ARTICLE AD BOX
Jakarta, detikai.com- Sudah bukan perihal baru lagi bahwa Everest menjadi tujuan angan para pendaki dan fans petualangan dari seluruh dunia. Gunung Everest terletak di perbatasan antara Nepal dan Tibet, China.
Pesona gunung tertinggi di bumi ini begitu menonjol dengan hamparan pemandangan spektakuler nan ditawarkannya. Namun di kembali keindahannya, gunung ini juga menjadi area kematian dan pemakaman terbuka terbesar nan pernah ada.
Para pendaki seolah kudu siap menantang maut dalam perjalanan selama berhari-hari demi mencapai titik tertinggi di bumi. Hingga Desember 2024, lebih dari 335 orang tewas saat berupaya mencapai puncak Gunung Everest. Jumlah ini termasuk mereka nan sukses mencapai puncak dan mereka nan berupaya untuk turun.

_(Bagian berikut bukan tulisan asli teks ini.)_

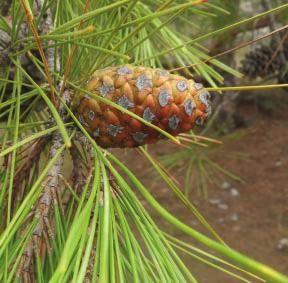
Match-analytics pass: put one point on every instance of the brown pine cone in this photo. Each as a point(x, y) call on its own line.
point(168, 101)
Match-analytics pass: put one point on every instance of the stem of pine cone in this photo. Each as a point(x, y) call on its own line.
point(78, 176)
point(272, 23)
point(33, 154)
point(42, 210)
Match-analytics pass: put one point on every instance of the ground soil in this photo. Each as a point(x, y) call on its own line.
point(261, 205)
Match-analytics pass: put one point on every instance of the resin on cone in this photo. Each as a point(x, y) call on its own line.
point(168, 101)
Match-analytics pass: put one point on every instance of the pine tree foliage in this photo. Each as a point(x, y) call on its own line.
point(88, 225)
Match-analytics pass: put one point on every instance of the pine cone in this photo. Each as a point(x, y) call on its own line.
point(168, 101)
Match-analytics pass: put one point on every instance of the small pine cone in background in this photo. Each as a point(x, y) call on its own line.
point(168, 101)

Saking banyaknya pendaki nan meninggal, pemandangan mayit di Everest merupakan perihal sangat mudah ditemui.
"Sulit percaya apa nan saya lihat di atas sana," tulis kreator movie Everest, Elia Saikaly. "Kematian. Pembantaian. Kekacauan. Antrean. Mayat dalam perjalanan."

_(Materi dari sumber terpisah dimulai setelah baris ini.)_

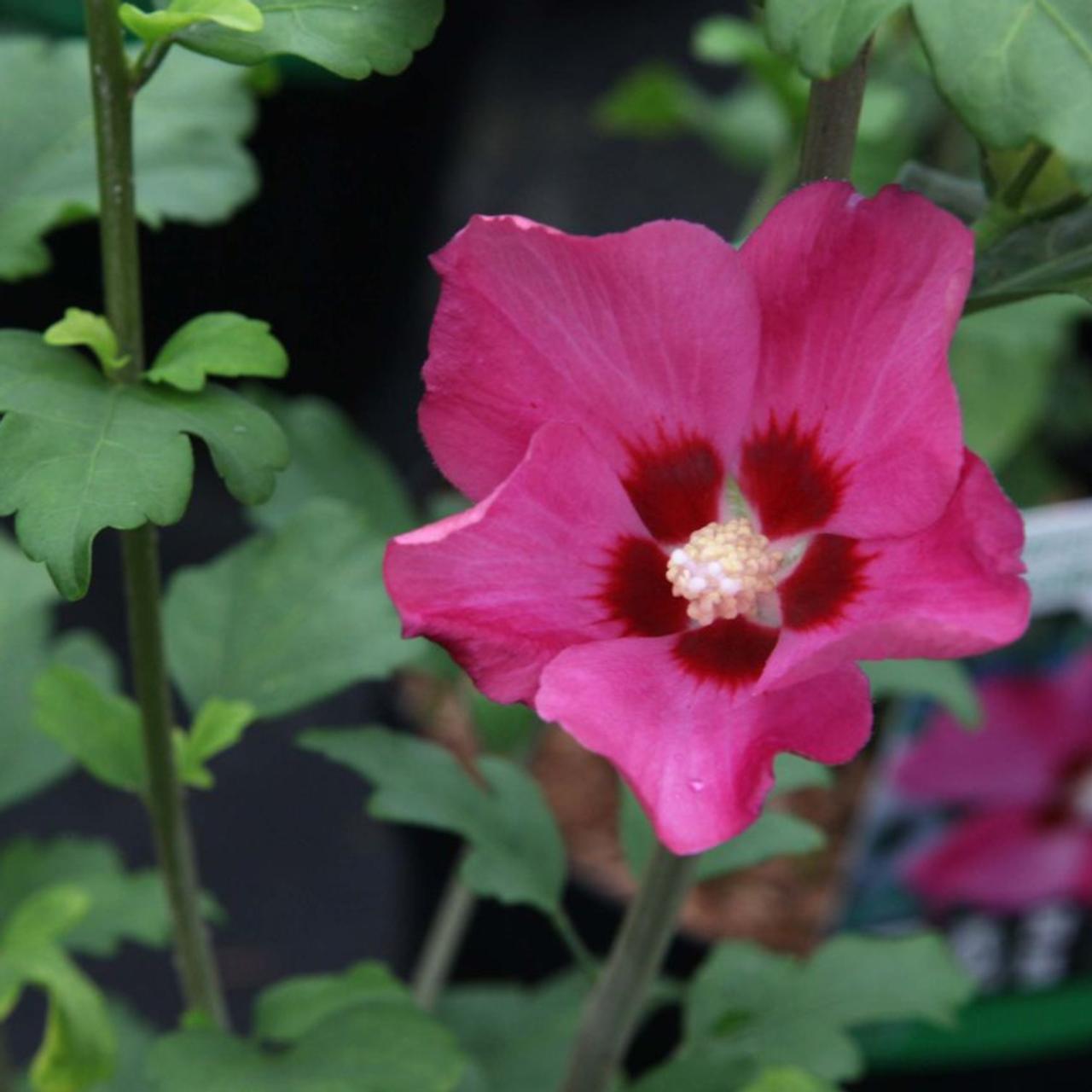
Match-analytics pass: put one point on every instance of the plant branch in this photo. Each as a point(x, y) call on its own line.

Ketika pendaki meninggal di Everest, susah untuk memulangkan jenazahnya. Menurut laporan Business Insider, mayit pendaki terakhir nan dipulangkan menghabiskan biaya puluhan ribu dolar (dalam beberapa kasus, sekitar US$70.000) alias hingga Rp1 miliar lebih.
Tak hanya biayanya nan sangat mahal, prosesnya juga rawan dan bisa berakibat fatal. Dua pendaki asal Nepal tewas saat mencoba mengambil jenazah dari Everest pada tahun 1984.
Lantaran argumen inilah, jenazah sering kali dibiarkan tergeletak di gunung. Lhakpa Sherpa, pemegang rekor sebagai wanita nan paling banyak mencapai puncak Everest, mengatakan dia memandang tujuh mayit dalam perjalanan ke puncak gunung pada tahun 2018.
Selama bertahun-tahun, ada kisah legenda nan sering diceritakan para pendaki Everest. Mereka bercerita tentang seorang laki-laki meninggal nan mereka sebut "Sepatu Boots Hijau" nan beberapa kali terlihat tergeletak di sebuah gua sekitar 1.130 kaki dari puncak Everest.